To help, the League of Women Voters of Richardson and the American Association of University Women of Plano/Collin County will hold a candidate forum from 10:30 a.m. to 1:30 p.m. on Oct. 20 at the Schimelpfenig Library, 5024 Custer Rd. in Plano.
The first session will present candidates in contested races for Fifth Court of Appeals, which serves Collin, Dallas, Grayson, Hunt, Kaufman and Rockwall counties. The second session, which will be held from 12:30 p.m. to 1:30 p.m., will present contenders for Texas Senate District 8.
Candidates will have two minutes for opening remarks, followed by a question-and-answer session and two minutes for closing remarks. Audience members will submit questions in writing during the Q&A, and respondents will have up to one minute to answer each question.
Typically, the LWV of Plano/Collin County holds candidate forums in the last two to three weeks before early voting starts. The chapter has organized similar multi-session forums for the primary and general elections in 2010, and covers city council and ISD races in McKinney, Allen, Frisco and Plano.
The forums have proven beneficial, as attendees can compare responses to questions that are relevant to them, instead of simply listening to what the candidates want to talk about, said Janice Schieffer, forum moderator and voters' service chair for LWV of Plano/Collin County.
"We feel that the more voters know about the candidates, the better they are able to choose between them," Schieffer said. "Seeing a candidate in person, responding to questions, as well as delivering their own remarks, is very different from reading their written responses or looking at campaign brochures."

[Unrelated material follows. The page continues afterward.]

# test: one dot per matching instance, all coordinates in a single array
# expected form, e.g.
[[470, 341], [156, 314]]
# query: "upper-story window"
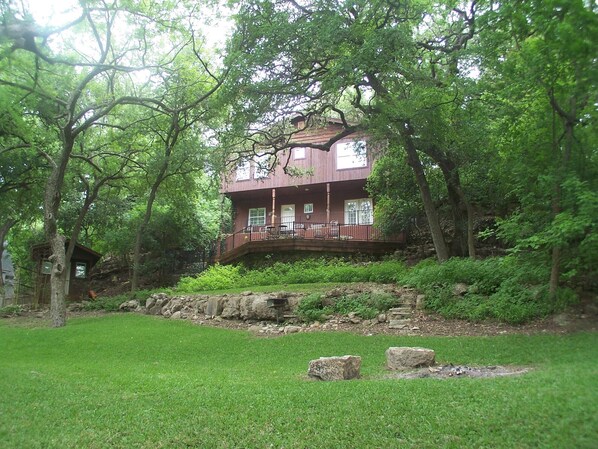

In addition to live forums, the LWV strives to inform constituents remotely with its online voters' guide, which covers national races and Texas legislative districts that include all or part of Collin County, as well as all Collin County races. The handbook is available at vote411.org and at the LWV of Plano/Collin County's website lwvcollin.org.
The customizable, comprehensive guide not only gives voters an in-depth look into what races will be on the ballot, but also explains the general duties of each elected position and its current annual salary.
On the guide, visitors can scour candidate bios, which include personal statements and their top three goals, photos, contact information and answers to questions in his or her own words.
These personalized ballots can be printed or emailed for future reference, and hard copies of the guide, which includes races in all districts in Collin County, will be available at libraries and other public areas throughout the county.
While the league may sound like a chapter exclusively for women at first glance, Shieffer assured that is certainly not the case, as its members consists of both men and women 18 years of age and older and everyone is welcome to join.
In addition to voter services, the non-partisan league also studies and advocates issues. At the state level, for example, the LWV recently completed a study on water regulations and is currently starting a study on human trafficking across Texas.
"The LWV invites all candidates to participate and never supports or opposes a candidate or party. The choice is up to the voter," Schieffer said. "I don't know of another voters' guide that compares to the LWV for fairness and completeness."